Amazon Staten Island Workers Unionize in a Historic First
A scrappy group of Amazon workers in Staten Island, New York, has taken on the trillion-dollar ecommerce company and won. In a stunning victory on Friday, the Amazon Labor Union became the first group in history to unionize a US Amazon warehouse.
Workers voted 2,654 to 2,131 in favor of union representation for 8,300 workers. As of Friday, 67 ballots remained challenged on grounds such as voter eligibility, too few to alter the result.
“Amazon wanted to make me the face of the whole unionizing efforts against them,” tweeted ALU president Christian Smalls as the final votes were tallied. “Welp there you go!”
The victory is consequential for the labor movement, which considers unionizing Amazon a topmost priority. As the country’s second-largest employer, it has become a standard-setter for labor conditions in industries far and wide and has drawn fire for its working conditions.
The Staten Island results follow a parallel rerun election in Bessemer, Alabama, where the Retail, Wholesale and Department Store Union trailed 993 to 875 in a bid to represent some 6,100 workers. The National Labor Relations Board will hold a hearing in the coming weeks to determine whether any of the 416 challenged ballots should be counted, then issue a final result in that election.
The ALU, which officially launched in April 2021, is composed entirely of current and former Amazon workers and runs on a combination of volunteer labor and GoFundMe donations. They received support from a pro bono lawyer, who sat in the vote tally room on Thursday beside Amazon’s six high-priced attorneys.
The upstart union drew skepticism from some corners of the labor movement, who doubted that an inexperienced all-volunteer union with no dues-paying members could take on such a deep-pocketed virulently anti-union company. ALU organizers saw similar skepticism from Amazon in its early days, and used it to their benefit.
“Amazon thought we were so grassroots and disorganized and inexperienced that I think they kept thinking that we would give up before every milestone,” said ALU vice president of membership Connor Spence, before the results came in. “That made it difficult for them to be consistent in their campaign against us.”

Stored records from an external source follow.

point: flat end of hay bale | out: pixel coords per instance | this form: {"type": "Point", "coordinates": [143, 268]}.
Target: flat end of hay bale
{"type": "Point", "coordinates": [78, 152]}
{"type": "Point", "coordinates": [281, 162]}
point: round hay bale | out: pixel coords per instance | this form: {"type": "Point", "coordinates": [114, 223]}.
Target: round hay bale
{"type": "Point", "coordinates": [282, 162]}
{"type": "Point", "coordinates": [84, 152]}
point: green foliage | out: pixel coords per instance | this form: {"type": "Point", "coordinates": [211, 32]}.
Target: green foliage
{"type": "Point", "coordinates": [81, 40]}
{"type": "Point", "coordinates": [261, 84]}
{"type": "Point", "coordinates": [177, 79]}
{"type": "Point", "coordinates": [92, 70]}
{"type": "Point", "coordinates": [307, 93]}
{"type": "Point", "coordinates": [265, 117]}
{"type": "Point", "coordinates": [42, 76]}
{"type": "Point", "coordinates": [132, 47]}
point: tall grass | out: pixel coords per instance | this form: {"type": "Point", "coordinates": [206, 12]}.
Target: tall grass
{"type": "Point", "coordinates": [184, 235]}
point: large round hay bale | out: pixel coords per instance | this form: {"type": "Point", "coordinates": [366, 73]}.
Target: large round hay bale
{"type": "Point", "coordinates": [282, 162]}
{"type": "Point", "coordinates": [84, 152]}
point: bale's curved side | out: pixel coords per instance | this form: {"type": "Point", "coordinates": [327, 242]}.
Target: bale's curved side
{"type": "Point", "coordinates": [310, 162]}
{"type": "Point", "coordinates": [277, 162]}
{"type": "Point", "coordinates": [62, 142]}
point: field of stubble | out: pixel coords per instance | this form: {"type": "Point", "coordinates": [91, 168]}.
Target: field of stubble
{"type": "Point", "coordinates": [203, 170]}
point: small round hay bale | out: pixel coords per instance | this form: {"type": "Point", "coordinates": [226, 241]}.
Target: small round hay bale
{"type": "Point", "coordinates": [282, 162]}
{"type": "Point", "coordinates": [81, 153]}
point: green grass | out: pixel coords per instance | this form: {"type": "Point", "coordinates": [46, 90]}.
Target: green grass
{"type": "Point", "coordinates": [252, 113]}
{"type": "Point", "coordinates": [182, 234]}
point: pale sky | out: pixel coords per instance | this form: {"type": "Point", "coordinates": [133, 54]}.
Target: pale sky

But organizers claimed a crucial advantage over established national unions. As Amazon workers, they knew firsthand what associates went through and how to speak to their concerns. “We’re very trusted veterans in our departments, so it’s easy to reach a large number of people, whereas organizers on the outside really can’t do that,” said Spence. When Amazon attempted to paint the ALU as a third-party interloper, as it did with the RWDSU in Bessemer, “they lose credibility when people find out we’re just workers.”
The ALU also benefited from geography. “New York City is a union town,” said RWDSU president Stuart Appelbaum during a Thursday evening press conference, noting that he was “thrilled” for the ALU, which at that time was ahead in the results. “It is one of the most union-friendly towns in one of the most union-friendly cities in the United States. Alabama, on the other hand, has a different environment. It’s a right-to-work state with very, very low union density.” (Unions in right-to-work states cannot require workers to pay dues or union membership fees, blunting their power.)